Dec 12

Friday Post: Time Drift Sucks

Hey All,

I’ve been plagued by a bug at work for the past 6 months. Every so often, my oAuth library would fail out of the blue, causing some of my apps to die. It never occurred in production, only in our development environments. If I made the oAuth token by hand, or used the console, it worked fine. If I waited a few minutes, it would authenticate, and everything worked. Totally random, no rhyme or reason.

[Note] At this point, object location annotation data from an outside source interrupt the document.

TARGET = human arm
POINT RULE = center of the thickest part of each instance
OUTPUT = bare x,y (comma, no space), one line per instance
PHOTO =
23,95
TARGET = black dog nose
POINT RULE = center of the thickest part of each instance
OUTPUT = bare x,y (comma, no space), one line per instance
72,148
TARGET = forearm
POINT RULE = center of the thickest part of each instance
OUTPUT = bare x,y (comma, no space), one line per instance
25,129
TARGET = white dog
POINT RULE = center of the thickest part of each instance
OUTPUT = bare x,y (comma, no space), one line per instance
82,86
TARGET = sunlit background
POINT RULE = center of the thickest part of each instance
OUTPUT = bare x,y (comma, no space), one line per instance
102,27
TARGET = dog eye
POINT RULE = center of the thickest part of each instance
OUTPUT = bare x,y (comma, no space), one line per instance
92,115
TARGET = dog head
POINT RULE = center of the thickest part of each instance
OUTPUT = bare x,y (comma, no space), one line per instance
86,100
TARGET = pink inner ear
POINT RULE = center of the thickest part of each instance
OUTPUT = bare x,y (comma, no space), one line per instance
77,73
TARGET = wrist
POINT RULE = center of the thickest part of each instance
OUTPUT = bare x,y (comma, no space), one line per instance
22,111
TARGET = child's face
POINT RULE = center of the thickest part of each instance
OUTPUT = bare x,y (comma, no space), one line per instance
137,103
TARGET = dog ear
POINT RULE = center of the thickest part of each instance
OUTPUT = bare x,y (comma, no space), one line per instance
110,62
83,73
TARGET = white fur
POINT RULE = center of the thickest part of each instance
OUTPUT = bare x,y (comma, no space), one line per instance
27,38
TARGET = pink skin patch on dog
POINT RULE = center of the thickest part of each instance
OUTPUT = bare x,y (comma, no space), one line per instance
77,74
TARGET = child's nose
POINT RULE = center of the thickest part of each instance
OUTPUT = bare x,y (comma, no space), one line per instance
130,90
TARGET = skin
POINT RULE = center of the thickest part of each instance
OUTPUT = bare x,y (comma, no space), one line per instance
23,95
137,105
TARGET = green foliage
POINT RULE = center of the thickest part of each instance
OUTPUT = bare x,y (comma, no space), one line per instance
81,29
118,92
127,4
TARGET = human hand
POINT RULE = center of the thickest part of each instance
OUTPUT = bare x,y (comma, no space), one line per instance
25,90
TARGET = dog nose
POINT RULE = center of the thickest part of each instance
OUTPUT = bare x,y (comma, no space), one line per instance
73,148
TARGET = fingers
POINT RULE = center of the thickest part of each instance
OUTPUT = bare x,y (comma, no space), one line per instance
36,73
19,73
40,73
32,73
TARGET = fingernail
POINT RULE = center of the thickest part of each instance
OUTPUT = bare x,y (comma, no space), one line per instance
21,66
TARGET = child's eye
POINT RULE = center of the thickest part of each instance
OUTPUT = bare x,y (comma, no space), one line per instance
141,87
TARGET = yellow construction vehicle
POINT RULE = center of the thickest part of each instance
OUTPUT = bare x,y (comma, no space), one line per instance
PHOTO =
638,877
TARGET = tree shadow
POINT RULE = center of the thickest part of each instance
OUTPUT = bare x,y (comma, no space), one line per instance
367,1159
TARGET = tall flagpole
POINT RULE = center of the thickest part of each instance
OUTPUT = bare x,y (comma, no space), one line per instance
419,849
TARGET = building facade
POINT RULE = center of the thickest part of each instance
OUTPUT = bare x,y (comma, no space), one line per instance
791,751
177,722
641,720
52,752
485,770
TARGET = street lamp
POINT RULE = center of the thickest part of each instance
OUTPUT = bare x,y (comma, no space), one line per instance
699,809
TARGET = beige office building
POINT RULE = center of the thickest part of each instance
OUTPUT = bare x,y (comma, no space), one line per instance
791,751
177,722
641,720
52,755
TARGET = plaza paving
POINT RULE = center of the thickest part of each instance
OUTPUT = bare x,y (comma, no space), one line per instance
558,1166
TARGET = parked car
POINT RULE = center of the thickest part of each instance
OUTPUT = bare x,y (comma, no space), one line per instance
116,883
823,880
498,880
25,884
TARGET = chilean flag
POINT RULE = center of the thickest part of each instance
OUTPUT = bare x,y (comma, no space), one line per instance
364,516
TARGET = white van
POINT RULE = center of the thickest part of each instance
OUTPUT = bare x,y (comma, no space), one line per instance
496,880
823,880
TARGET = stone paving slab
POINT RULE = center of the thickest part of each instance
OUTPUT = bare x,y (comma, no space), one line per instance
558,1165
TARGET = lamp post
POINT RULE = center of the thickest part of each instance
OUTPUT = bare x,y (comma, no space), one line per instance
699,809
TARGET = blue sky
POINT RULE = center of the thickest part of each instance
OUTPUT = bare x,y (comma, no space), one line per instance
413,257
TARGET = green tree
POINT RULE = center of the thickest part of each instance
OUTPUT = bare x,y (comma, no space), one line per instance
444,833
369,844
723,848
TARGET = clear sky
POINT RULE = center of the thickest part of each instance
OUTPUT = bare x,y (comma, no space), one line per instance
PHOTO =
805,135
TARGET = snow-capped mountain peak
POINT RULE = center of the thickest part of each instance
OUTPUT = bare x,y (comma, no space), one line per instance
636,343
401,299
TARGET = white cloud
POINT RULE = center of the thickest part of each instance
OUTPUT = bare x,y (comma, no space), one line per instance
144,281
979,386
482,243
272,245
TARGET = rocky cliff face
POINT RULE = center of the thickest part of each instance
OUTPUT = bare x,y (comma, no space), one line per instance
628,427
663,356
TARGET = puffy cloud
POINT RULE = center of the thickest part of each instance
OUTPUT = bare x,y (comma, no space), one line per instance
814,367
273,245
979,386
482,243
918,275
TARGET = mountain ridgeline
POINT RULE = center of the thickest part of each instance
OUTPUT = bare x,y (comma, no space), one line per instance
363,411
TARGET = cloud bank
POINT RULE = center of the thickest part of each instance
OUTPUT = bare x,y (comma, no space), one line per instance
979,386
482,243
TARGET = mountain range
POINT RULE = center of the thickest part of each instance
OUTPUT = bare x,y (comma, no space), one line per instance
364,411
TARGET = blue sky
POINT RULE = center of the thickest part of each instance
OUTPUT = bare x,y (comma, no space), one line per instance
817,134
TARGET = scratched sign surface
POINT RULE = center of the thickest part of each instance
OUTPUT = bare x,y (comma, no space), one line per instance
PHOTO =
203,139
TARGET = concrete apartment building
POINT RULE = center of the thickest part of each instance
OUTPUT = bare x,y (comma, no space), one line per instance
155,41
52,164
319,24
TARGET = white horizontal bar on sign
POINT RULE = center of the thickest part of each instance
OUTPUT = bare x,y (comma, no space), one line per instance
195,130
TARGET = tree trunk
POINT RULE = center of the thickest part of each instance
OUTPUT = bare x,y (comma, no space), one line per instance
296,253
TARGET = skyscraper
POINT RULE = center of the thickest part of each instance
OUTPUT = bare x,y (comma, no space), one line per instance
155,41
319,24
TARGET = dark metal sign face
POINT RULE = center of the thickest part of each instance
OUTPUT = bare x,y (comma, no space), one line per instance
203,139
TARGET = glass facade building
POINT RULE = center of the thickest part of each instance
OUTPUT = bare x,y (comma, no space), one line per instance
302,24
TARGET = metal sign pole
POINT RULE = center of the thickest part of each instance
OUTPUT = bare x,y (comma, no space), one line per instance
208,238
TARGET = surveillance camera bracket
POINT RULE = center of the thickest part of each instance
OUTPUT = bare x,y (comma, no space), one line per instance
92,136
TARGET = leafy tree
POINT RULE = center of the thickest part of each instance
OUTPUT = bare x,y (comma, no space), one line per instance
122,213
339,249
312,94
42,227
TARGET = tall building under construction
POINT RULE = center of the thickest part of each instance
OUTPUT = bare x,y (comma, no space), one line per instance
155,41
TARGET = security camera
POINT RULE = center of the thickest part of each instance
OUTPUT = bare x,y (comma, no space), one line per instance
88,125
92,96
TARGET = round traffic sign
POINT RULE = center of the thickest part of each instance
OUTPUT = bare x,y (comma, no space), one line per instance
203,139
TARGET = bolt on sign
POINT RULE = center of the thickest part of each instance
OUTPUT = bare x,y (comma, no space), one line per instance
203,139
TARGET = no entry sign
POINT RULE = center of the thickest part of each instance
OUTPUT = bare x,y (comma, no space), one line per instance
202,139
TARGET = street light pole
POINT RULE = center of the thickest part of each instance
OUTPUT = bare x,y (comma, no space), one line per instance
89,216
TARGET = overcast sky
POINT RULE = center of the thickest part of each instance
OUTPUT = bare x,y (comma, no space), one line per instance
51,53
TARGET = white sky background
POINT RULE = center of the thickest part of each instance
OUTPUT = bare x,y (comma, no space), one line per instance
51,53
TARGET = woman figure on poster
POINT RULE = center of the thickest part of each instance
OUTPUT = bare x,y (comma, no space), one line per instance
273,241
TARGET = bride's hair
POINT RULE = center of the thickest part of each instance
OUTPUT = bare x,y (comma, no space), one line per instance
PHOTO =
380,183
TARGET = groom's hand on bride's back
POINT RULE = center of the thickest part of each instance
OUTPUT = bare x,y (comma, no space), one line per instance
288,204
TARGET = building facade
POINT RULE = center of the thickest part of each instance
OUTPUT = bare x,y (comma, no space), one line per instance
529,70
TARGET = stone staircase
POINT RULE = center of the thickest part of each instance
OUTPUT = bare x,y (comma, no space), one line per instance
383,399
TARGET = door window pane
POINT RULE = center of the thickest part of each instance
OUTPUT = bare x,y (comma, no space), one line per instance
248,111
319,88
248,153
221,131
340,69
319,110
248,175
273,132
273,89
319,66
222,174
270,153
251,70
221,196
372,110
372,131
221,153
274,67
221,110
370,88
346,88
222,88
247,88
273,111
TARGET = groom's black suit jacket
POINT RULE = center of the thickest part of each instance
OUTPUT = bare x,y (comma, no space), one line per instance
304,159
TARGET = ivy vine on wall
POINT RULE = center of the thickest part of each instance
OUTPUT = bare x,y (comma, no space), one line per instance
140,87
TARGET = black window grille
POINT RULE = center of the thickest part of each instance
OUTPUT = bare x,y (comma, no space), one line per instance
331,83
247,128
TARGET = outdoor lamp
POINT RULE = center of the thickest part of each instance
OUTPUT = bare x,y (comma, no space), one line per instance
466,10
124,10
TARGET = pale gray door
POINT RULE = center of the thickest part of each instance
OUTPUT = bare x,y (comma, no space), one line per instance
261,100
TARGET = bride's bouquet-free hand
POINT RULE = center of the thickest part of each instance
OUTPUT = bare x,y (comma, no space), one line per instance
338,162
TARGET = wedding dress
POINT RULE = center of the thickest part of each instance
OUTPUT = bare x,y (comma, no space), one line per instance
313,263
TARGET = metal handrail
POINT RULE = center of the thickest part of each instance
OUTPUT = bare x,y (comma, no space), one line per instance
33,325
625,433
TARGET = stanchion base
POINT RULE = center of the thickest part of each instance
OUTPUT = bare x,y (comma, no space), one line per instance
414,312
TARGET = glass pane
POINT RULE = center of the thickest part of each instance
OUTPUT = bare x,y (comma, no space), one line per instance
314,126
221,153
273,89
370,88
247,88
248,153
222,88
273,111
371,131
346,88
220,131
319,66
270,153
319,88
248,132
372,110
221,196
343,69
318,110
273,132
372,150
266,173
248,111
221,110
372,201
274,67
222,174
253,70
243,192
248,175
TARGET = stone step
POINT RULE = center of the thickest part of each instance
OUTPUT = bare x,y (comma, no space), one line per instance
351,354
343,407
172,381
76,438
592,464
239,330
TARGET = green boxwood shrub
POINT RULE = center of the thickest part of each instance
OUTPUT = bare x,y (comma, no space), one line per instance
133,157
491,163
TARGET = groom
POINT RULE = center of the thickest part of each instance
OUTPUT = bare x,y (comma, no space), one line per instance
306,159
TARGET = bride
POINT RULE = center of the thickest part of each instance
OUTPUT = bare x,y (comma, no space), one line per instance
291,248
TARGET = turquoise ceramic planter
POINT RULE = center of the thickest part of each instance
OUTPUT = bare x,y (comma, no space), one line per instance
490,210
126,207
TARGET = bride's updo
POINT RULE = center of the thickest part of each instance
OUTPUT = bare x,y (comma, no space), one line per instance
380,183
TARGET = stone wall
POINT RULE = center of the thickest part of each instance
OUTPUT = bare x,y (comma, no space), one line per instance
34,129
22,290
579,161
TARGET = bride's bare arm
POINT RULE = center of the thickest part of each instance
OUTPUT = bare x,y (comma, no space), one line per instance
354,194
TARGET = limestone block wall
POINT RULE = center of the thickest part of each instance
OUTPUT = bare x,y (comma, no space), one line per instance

It wasn’t until this week when I was trying to use a library and upload some test files to an AWS S3 bucket that I got an error. My request time signature was 19 minutes behind the Amazon server. AWS (and my oAuth lib) have a 15 minute time window. But why was this happening? My clock was synced using NTP. I went to check my app and it had also failed. Then it hit me. I hadn’t rebooted my machine in a week. Our dev environments use vagrant, which runs a small virtual machine that containerizes our software. The virtual machine has its own clock, which gets synced on reboot. Over the week, it’s clock slowly drifted just enough that my timestamps failed for Amazon, and then for oAuth. Every so often it will resync, but not fast enough.

In 2014, I thought Time Drift was a thing of past, a relic of dying CMOS batteries, but it still exists today. So if you are ever using vagrant to develop your applications, setup an NTP daemon on the virtual machine, or just vagrant halt / vagrant up every so often 🙂

Happy Friday!